Reloading is not for everyone. If you do not shoot often, you can buy a lot of ammunition for the cost of intial supplies. If you shoot a ton, get some reloading supplies. 1000 rounds of .30-30 can be loaded for about 400-450 dollars. 1000 rounds new is about 750. It will take about 1000 rounds to break even, besides buying initial rounds or unfired brass to start with. I like RCBS's starter kit I have. I have purchased plently of boxes that were on sale for about $12 a box. A local mom n pop gun shop can get some ammo and put it aside for you IF you pay upfront. Find a reasonably priced place with friendly people and try to purchase from them mostly.
Also, you could just buy from a major catalog and wait until they come in from back order. Cabela's has a good reputation and is very honest with it's backorder times.
Your 20 yr old ammo is fine. If the ammo is not in the best shape, you accuracy will suffer a bit, if any. Ammo can last a long time. temperature fluctuations, excessive mechanical vibrations (like leaving them in a trunk of a car), and humidity can effect the performance on the powder (moisture and grain size). Whether you want to reload or not, save some if not all your brass.

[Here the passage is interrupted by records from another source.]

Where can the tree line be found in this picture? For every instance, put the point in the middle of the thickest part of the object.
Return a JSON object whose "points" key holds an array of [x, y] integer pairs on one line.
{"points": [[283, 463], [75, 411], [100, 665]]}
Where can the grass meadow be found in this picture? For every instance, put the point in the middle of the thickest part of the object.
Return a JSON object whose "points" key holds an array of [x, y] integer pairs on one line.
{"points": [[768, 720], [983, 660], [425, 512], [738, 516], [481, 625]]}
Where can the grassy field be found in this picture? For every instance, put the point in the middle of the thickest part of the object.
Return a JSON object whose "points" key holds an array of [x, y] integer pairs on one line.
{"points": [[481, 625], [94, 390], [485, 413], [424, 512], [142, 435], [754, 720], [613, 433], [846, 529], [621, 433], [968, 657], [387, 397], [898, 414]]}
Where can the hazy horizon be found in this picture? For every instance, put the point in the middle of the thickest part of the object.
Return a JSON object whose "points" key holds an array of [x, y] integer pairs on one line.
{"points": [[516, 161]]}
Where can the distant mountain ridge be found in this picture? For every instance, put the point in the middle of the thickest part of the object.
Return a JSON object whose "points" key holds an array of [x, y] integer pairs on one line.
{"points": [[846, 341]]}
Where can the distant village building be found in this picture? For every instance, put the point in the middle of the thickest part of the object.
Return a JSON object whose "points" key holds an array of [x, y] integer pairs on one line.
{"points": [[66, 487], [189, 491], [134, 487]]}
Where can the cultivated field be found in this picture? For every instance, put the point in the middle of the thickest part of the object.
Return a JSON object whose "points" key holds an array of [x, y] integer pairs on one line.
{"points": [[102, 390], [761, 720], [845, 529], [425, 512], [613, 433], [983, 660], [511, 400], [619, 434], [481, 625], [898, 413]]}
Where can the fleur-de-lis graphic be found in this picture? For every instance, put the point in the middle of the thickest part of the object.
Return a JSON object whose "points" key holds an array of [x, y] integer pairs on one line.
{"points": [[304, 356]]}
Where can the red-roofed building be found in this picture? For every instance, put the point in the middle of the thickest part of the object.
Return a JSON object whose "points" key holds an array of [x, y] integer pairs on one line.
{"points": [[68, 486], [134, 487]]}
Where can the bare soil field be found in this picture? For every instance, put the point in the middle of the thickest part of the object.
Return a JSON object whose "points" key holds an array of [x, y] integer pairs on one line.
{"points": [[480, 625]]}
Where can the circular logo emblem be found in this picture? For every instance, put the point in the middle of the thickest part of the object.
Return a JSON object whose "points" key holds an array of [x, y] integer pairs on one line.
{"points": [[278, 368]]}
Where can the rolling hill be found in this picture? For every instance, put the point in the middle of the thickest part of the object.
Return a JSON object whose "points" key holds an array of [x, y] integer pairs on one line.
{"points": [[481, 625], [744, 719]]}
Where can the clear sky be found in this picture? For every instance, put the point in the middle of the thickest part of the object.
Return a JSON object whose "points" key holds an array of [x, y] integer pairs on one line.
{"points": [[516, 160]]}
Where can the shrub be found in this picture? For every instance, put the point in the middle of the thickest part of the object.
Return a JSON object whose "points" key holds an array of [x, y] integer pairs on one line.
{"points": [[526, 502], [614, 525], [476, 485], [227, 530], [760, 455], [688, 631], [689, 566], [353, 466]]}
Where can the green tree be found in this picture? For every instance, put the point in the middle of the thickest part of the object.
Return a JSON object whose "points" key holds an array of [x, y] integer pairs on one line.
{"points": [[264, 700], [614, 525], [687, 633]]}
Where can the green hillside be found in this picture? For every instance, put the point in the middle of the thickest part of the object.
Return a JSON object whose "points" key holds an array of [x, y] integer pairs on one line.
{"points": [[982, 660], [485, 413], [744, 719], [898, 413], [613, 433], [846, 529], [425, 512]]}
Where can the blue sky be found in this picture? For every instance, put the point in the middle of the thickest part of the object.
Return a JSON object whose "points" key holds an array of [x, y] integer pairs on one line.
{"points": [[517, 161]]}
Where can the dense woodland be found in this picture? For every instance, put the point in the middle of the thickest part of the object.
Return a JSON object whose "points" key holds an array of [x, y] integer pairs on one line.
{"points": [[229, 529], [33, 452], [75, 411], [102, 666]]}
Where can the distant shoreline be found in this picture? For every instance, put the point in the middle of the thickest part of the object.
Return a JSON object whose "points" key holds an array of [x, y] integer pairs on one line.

With the policitcal mood towards guns and their severely poor financial shape and spending habits, purchase a good 22lr rifle and buy several cases of bricks. My opinion is their going to tax the snot out of ammo and their going to over regulate and require product liability insurance for gun shop owners. Your 20 buck box of 22lr may be 50 in the future. Those liberals think you only need 5 rounds for a hunting season, besides they don't want you hunting in their little picnic basket happy valley anyway.